At various times I have done all three. After being back in the Midwest for 2 years, I’m fucking exhausted. I’m tired of being the angry Black woman always bringing up that uncomfortable issue of race. I’m tired of having to educate white folks all the time on how to not be assholes, and why what they said or did is actually an asshole comment or action, and the history behind it.  And I’m tired of saying nothing in order to keep the peace, my job, or a friendship.

Not that this doesn’t occur all over the country,……or all over the world for that matter, but it’s a particular brand of ignorance and covert racism that you deal with when you deal with people who have honestly never actually had a conversation with a person of any color, much less a actual relationship. This is why I left this god-forsaken place in the first place. It is even more difficult to be back home after going to undergrad at Howard in the middle of chocolate city, where for four years I didn’t have to deal with being the inkspot.
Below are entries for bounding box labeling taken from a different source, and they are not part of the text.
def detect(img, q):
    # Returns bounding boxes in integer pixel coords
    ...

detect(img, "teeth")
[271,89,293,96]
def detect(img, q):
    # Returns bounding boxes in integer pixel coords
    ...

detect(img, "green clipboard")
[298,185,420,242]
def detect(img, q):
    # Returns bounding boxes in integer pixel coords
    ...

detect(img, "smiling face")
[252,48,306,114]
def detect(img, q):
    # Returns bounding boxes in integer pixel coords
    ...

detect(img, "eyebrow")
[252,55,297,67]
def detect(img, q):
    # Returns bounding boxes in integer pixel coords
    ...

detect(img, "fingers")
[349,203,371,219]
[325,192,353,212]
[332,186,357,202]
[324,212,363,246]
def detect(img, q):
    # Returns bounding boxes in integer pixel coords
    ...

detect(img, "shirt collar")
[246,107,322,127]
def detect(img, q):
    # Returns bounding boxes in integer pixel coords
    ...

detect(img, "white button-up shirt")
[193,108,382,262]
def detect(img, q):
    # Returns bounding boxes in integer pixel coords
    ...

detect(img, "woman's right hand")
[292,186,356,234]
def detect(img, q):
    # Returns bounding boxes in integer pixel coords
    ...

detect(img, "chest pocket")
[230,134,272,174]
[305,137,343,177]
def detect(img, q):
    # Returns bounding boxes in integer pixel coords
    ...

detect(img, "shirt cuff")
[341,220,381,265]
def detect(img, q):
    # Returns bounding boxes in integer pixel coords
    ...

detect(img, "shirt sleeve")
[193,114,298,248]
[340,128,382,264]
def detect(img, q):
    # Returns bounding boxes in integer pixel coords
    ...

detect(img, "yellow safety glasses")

Example: on at least 5 occasions in the past two years a white stranger has put their hands in my natural. It has happened in line at the grocery store, restaurants, bars, and on an airplane. I am shocked and stunned every time it happens to me. When it happens my mouth just sits agape and it’s as if a part of my brain shuts down from the shock and horror from the realization that I have just been petted. What the hell is up with that any fucking way? Did you really just put your white fingers in my fro and expect that to be okay with me? Do I look like horse to you? Did I make a wrong turn and I am actually at a petting zoo ….because I thought that I was in line at the grocery store just trying to buy some fucking fruit snacks? After my mind recovers from the shock the offensive white usually receives option #1: the angry black woman.

The trickier part is when a situation happens and it’s with a friend, a co-worker. To be a white friend of mine you have to be a lot more socially consciousness than the average. But even supposed conscious whites make the mistake of not respecting boundaries and playing into typical stereotypes at some point. This is where it becomes sticky territory. Co-workers and friends who feel like they have a certain level of friendship with you conveniently forget that you are Black and say the craziest shit to you on a regular basis. Time to apply option #3 and use it as an educational opportunity? Maybe, and I have. Maybe that is the stately, I’m the bigger person, very Martin Luther Kingesque way to go about things…..but let me just say this as someone who is young, black, and angry at heart….. I’m so fucking tired of educating whites on every goddamn thing from don’t touch my fucking hair…..to please don’t believe everything about Black people you see on T.V…….and yes just because your boyfriend is Black, you too can be a racist asshole….. to no affirmative action is not in fact ruining your life. I’m tired and disgusted beyond explanation.

However, I struggle with my disgust. As “the only”, if I don’t point out their missteps then who will? Isn’t the purpose of friendship so that you can learn from each other? Don’t we fight to end racism by education? Haven’t I learned so much from my diverse group of friends from other countries, cultures, religions, etc.? I know it’s a different situation because part of what is so offensive is that its coming from this place of white privilege and power and that it perpetuates the notion that anything non-Anglo is at best exotic and “other” and at worst vile, dangerous, and ugly. However, these are people I care for and while I don’t tip toe around anyone nor do I babysit my white friends on issues of race, it can still be a sticky situation trying to determine how and when to call someone on their racist shit. Some people deserve to cry in the broom closet for being called a racist, others just need to be corrected.